Webdriver over Websockets

JSONWire is a pure HTTP based protocol that uses discrete HTTP requests to automate the web browser or mobile devices. So for example, selecting an element would be one request, typing something would be another, clicking on a button be yet another request and so on. HTTP is a great protocal and can be used almost everywhere, but there are a number of shortcomings that we observe when we run a huge number of Webdriver based tests on the cloud at BrowserStack.

The Problem

Every interaction with the web browser via Webdriver requires a HTTP request. It involves opening a connection to the server, sending the request, getting the response and then closing the request. Thus we incur a cost on opening and closing the TCP connection for every request that we make.

               |           |
         open*-+->         |
               |           |
               |  request  |
               | *-------> |
               | <-------* |
               |  response |
               |           |
        close<-+-*         |
client         |           |  server
               |           |
         open*-+->         |
               |           |
               |  request  |
               | *-------> |
               | <-------* |
               |  response |
               |           |
        close<-+-*         |
               |           |

The situation improves when keep alive is enabled for HTTP requests. It allows the client to send subsequent requests on the same connection without the open and close steps in between. This saves a significant amount of time for each request. But sometimes the client needs to do some processing on its end, and if the keep alive timeout set by the server expires, it results in opening of a new connection over again.

Essentially, this manifests as increased duration for the test to run since each operation has extra latency involved in the process.

Finding a way

Websockets are a relatively new thing, but it fits the requirements of the Webdriver protocol better. It allows full-duplex communication over a single TCP connection. Thus the opening and closing of the connection is done only at the start and end of the session. It also allows for bi-directional passing of messages between the client and server, which makes it suitable to push commands to the browser and get the results back in realtime, when the tests are running remotely over the internet.

                 |           |
 websocket open*-+->         |
                 |           |
                 | messages  |
      client     | *-------> |  server
                 | <-------* |
                 |           |
websocket close<-+-*         |
                 |           |

To test this idea, I wrote a thin proxy that translates between the Websocket and HTTP protocol. The idea is that this proxy will be present on the machine that will actually run the browser that be automated via Webdriver. The Webdriver client libraries will connect to the proxy over Websockets to send the commands. The proxy will locally connect to the Selenium JAR and send in the requests as raw HTTP. Since these HTTP requests happen on the same machine, the latency is minimal. Of course, we would need a custom Webdriver library that can speak the Websockets protocol.
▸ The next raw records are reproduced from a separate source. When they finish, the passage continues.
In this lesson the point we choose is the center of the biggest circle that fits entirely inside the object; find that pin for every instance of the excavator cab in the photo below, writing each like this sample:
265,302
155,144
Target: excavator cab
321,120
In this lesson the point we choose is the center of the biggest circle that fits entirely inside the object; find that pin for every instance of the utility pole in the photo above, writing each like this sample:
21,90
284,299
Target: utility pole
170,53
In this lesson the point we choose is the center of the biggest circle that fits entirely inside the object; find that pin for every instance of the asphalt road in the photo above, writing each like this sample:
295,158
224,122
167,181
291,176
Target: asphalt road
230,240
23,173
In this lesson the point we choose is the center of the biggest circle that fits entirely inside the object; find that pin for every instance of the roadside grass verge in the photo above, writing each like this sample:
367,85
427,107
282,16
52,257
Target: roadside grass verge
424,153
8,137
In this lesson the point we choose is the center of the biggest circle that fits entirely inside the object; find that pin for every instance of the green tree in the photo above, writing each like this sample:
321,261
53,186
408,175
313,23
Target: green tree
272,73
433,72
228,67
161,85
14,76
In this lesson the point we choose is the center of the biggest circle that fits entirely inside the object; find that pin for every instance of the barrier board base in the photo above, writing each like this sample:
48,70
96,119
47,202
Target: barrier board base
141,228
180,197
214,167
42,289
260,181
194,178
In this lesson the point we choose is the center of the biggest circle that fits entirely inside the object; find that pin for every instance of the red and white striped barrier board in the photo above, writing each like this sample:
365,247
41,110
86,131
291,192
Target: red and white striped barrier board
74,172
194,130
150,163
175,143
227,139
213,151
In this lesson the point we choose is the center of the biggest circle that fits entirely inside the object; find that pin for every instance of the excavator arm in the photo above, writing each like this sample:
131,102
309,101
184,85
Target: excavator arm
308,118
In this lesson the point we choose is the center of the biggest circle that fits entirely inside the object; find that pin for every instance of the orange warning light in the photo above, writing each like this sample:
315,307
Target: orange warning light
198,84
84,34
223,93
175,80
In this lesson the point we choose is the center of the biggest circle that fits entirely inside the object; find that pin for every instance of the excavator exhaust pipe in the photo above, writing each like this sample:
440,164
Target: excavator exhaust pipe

The source code for the same can be found in ws-webdriver repository on GitHub.

Benchmarks

To see how much difference would Websockets make over traditional HTTP I decided to benchmark a test suite. I forked WebdriverIO client library and patched it to support the Websockets protocol for my proxy. The fork can be found on my GitHub. Since the real difference shows when tests are run over the internet, I created a ngrok tunnel to my machine. Then I ran the WebdriverIO test suite with the remote URL of the ngrok tunnel. There was a remarkable difference in the test running duration.

Webdriver HTTP requests:         9 min 31.68 sec
Webdriver over Websockets:       5 min 55.63 sec

This chips off quite a bit of time from long running Webdriver tests and since Websockets is an open protocol we can write out own client libraries to send the Webdriver commands via it. Contributions are always welcome!